Nel primo tempo le scelte di Sarri non hanno pagato. Kolasinac ha faticato a contenere Owusu e, allo stesso tempo, a collegarsi con Raspadori sulla corsia mancina. Krstovic, stretto nella morsa di Chico e Mayembo, è entrato poco nel gioco: non è il suo pane aspettare il pallone spalle alla porta. Bellanova ha avuto una buona occasione, ma l’ha sprecata: Zalewski gli aveva aperto il corridoio sulla destra, il pallone dentro per Krstovic è stato però troppo morbido e soprattutto impreciso.
A provare ad accendere la luce è stato Samardzic, lasciato però troppo solo per vie centrali. Il serbo ha ricevuto poco sostegno dai compagni e ha chiuso il primo tempo con l’unico tiro in porta dell’Atalanta. Anche l’occasione migliore della frazione ha raccontato una Dea poco brillante: sul corner battuto benissimo dallo stesso Samardzic, Kossounou ha incornato male da pochi passi, forse disturbato da Kolasinac, saltato davanti a lui.
L’Hapoel ha fatto girare meglio il pallone, anche se con meno aggressività rispetto alla gara d’andata. Gli israeliani hanno cercato Boateng alle spalle dei centrali e si sono appoggiati ad Alkukin, prezioso anche in fase di non possesso. La sua presenza ha contribuito a limitare Gaetano, schermando le iniziative del centrocampista nerazzurro.
A inizio ripresa è successo poco. Poi Sarri ha cambiato: prima De Ketelaere e Pasalic per Raspadori e Samardzic, quindi Bernasconi e Scamacca per Kolasinac e Krstovic. Ed è stata proprio la seconda coppia a confezionare il vantaggio. Un tiro-cross di Bernasconi è finito tra i piedi di Scamacca dentro l’area: conclusione sotto le gambe di Tzur e Atalanta avanti.
I cambi hanno alzato il baricentro della Dea, senza però cambiare davvero lo spartito della partita. L’Hapoel ha spinto alla ricerca del pareggio e, a dieci minuti dalla fine, è andato vicinissimo all’1-1. Sugli sviluppi di un corner, Buskila ha trovato una rasoiata destinata alla porta, ma Carnesecchi ha allungato la mano e deviato il pallone sul palo. Un altro miracolo del portiere nerazzurro, dopo quello dell’andata su Boateng.

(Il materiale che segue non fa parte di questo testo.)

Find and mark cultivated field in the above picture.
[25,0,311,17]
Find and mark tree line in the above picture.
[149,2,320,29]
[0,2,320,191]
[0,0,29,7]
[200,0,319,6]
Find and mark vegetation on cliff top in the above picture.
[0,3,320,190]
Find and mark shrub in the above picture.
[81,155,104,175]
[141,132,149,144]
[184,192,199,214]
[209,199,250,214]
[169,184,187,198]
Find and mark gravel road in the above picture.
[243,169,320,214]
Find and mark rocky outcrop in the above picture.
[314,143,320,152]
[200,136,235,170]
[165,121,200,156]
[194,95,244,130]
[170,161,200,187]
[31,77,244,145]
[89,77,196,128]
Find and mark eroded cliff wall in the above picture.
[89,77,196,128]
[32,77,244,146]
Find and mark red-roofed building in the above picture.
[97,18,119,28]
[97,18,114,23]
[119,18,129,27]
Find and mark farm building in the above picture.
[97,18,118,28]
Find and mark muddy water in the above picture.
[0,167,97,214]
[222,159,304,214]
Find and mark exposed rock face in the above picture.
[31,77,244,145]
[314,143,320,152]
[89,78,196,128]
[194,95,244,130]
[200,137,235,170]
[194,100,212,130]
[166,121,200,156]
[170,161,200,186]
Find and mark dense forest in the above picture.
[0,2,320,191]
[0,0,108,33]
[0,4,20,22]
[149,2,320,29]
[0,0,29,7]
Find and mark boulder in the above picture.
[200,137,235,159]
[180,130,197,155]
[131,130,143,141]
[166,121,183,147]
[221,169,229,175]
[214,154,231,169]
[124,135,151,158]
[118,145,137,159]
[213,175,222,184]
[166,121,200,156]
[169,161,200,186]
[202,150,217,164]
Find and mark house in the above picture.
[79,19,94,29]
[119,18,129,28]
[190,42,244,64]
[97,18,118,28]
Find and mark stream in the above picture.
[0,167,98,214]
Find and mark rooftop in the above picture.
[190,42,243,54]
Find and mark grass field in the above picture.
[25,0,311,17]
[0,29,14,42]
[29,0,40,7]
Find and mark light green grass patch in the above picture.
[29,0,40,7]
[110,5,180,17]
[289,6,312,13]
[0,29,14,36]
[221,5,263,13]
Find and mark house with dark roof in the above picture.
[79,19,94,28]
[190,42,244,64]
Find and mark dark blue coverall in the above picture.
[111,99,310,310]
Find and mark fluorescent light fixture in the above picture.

Domani ci sarà il sorteggio. La Conference League può diventare un obiettivo concreto, ma prima l’Atalanta dovrà imparare a conoscere fino in fondo la nuova idea di calcio. Il mercato potrebbe aiutare, soprattutto sulla fascia sinistra, dove un giocatore come Jonathan Rowe potrebbe portare brillantezza e imprevedibilità. Le qualità non mancano. Ora serve il tempo per trasformare le idee di Sarri in automatismi. La prima missione, intanto, è compiuta: l’Atalanta resta in Europa.